第5話今まで聞けなかった後輩の過去

夕飯を摂り終え、花見を送り届けるように母親に言われ、彼女の自宅近くまで付き添うことに。


当然かの如く、恋人繋ぎをしてきた彼女。


「は、花見さんってさ......昔から、何ていうか......そ、のっ」


「何ですぅ?先輩は何を言おうとしてるんですかっ!訊きづらい内容なんですかぁ~」


「ああっとぉっ!僕以外の男子と深い関係っていうか、そういったことって......あるのか、なぁなんて」


「ないですよー、さすがにぃ~!何人かから告られたことはありますけど、そういった──麻視音先輩が考えてるえちえちなことをしたいだなんて思わせてくれなかったですよぅ~彼ら。本気マジにさせてくれる魅力もなかったくらいですしねぇ」

笑顔を浮かべ返してくれた彼女の顔に一瞬ではあったが、陰がさしたように見えた瞬間があった。

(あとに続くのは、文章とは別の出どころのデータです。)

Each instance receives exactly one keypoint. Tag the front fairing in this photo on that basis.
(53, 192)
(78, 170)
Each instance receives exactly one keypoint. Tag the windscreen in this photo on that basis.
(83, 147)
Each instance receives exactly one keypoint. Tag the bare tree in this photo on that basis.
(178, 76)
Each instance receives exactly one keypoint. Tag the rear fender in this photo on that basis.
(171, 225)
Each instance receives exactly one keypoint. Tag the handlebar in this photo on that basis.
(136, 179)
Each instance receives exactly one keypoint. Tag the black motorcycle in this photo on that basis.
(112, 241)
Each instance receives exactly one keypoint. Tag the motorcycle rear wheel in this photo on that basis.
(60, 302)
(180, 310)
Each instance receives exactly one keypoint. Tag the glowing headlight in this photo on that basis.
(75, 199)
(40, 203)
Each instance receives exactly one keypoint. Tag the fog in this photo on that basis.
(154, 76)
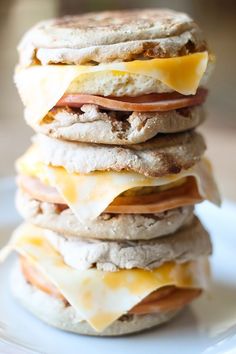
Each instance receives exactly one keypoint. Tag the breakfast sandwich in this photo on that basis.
(110, 244)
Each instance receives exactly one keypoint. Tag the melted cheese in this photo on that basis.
(89, 195)
(41, 87)
(102, 297)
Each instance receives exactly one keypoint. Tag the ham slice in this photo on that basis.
(184, 194)
(165, 299)
(145, 103)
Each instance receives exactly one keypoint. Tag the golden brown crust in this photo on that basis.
(112, 35)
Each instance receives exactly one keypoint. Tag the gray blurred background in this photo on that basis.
(217, 18)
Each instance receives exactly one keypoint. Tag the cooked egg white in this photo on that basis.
(41, 87)
(88, 195)
(102, 297)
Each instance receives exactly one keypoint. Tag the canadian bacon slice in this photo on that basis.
(185, 194)
(145, 103)
(164, 299)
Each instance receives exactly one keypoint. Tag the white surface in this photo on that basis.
(208, 326)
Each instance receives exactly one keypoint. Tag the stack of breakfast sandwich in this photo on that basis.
(110, 244)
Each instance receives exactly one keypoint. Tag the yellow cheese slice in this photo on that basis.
(41, 87)
(102, 297)
(89, 195)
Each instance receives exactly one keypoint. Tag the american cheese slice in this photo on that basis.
(101, 297)
(89, 195)
(41, 87)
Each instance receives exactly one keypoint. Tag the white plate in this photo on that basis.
(208, 326)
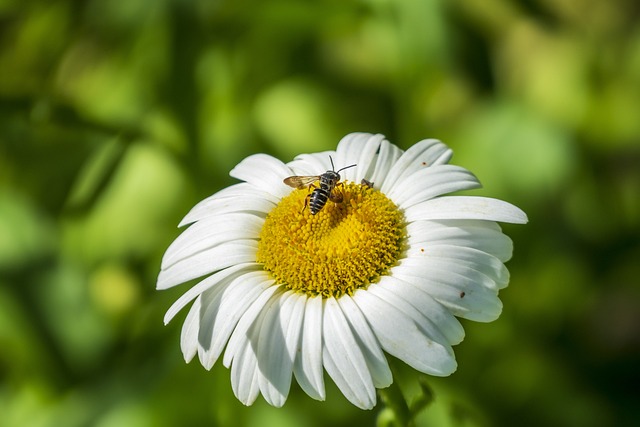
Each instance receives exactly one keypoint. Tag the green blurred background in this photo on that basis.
(117, 116)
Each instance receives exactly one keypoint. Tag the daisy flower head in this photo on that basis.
(386, 265)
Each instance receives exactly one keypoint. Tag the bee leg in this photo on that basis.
(306, 202)
(336, 196)
(366, 183)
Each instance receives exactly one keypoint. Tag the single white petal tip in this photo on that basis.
(278, 301)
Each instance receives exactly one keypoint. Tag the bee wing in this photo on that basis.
(296, 181)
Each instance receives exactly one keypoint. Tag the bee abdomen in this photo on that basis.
(318, 199)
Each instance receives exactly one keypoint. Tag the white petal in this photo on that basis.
(475, 259)
(312, 164)
(401, 337)
(220, 257)
(205, 284)
(245, 373)
(388, 154)
(376, 361)
(423, 154)
(460, 294)
(343, 358)
(189, 334)
(279, 336)
(211, 232)
(466, 207)
(308, 364)
(431, 182)
(264, 172)
(223, 310)
(246, 370)
(359, 149)
(485, 236)
(247, 320)
(236, 198)
(433, 318)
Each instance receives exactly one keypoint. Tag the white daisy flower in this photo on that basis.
(387, 270)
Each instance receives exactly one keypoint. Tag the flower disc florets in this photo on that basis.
(342, 248)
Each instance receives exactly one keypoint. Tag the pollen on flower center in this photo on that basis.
(344, 247)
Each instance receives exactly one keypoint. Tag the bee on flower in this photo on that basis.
(287, 293)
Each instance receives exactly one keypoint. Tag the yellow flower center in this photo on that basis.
(342, 248)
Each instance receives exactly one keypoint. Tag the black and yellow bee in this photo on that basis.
(319, 196)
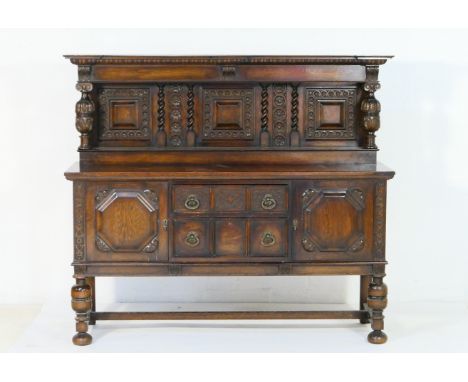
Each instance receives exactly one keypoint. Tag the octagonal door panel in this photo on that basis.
(333, 220)
(127, 222)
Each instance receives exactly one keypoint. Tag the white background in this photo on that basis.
(423, 137)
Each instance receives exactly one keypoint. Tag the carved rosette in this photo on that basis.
(370, 106)
(174, 94)
(280, 93)
(84, 113)
(161, 136)
(264, 135)
(294, 136)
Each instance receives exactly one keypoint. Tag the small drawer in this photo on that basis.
(191, 199)
(268, 237)
(270, 198)
(191, 238)
(229, 198)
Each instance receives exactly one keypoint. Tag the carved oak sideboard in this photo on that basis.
(252, 165)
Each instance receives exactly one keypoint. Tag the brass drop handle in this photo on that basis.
(192, 203)
(192, 239)
(268, 239)
(295, 224)
(268, 202)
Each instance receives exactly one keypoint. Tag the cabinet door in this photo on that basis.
(333, 220)
(127, 221)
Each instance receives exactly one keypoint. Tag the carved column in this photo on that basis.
(190, 137)
(370, 106)
(294, 136)
(84, 113)
(377, 302)
(81, 304)
(161, 135)
(264, 135)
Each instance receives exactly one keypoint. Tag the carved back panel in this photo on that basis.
(185, 102)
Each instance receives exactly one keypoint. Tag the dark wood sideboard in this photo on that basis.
(230, 165)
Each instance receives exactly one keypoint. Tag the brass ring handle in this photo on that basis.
(192, 203)
(268, 202)
(192, 239)
(268, 239)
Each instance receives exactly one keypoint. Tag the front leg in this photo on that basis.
(377, 302)
(91, 281)
(81, 304)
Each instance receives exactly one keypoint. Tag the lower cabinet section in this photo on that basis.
(302, 220)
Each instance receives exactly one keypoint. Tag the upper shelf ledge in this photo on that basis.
(229, 60)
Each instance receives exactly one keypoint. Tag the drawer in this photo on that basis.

僕には備わっていて、告白してきた彼らには備わっていなかった魅力はどういったものなのか、未だに分からない。


「そ、そうなんだ......へ、へぇー」


「先輩から訊いてきといて、詰まらなかったみたいな返事ってどうかと思いますけどぉ~!経験してた方が良かったですか?」


「いやっ!いやいやっ、そうじゃなくて。魅力って僕になんて無いものっていうか......」


「魅力......?ええっと......先輩?ガツガツし過ぎてなくて、謙虚なとこって感じが良いってことです、先輩の魅力は。相手を尊重して、接してくれてるって感じられるのが先輩だけってことですよっ!」

首を傾げていたが、僕から感じる魅力を伝えてくれた彼女。


「それで......か。えっと、何ていうか......ありがとう、花見さん」


「あ、ああ......どう、いたしまして?」


不思議な空気が二人の間を漂うのを感じ取った。


その後、夜道を無言のまま歩み続け、彼女を花見家へと無事に送り終え、自宅へと駆け出した僕。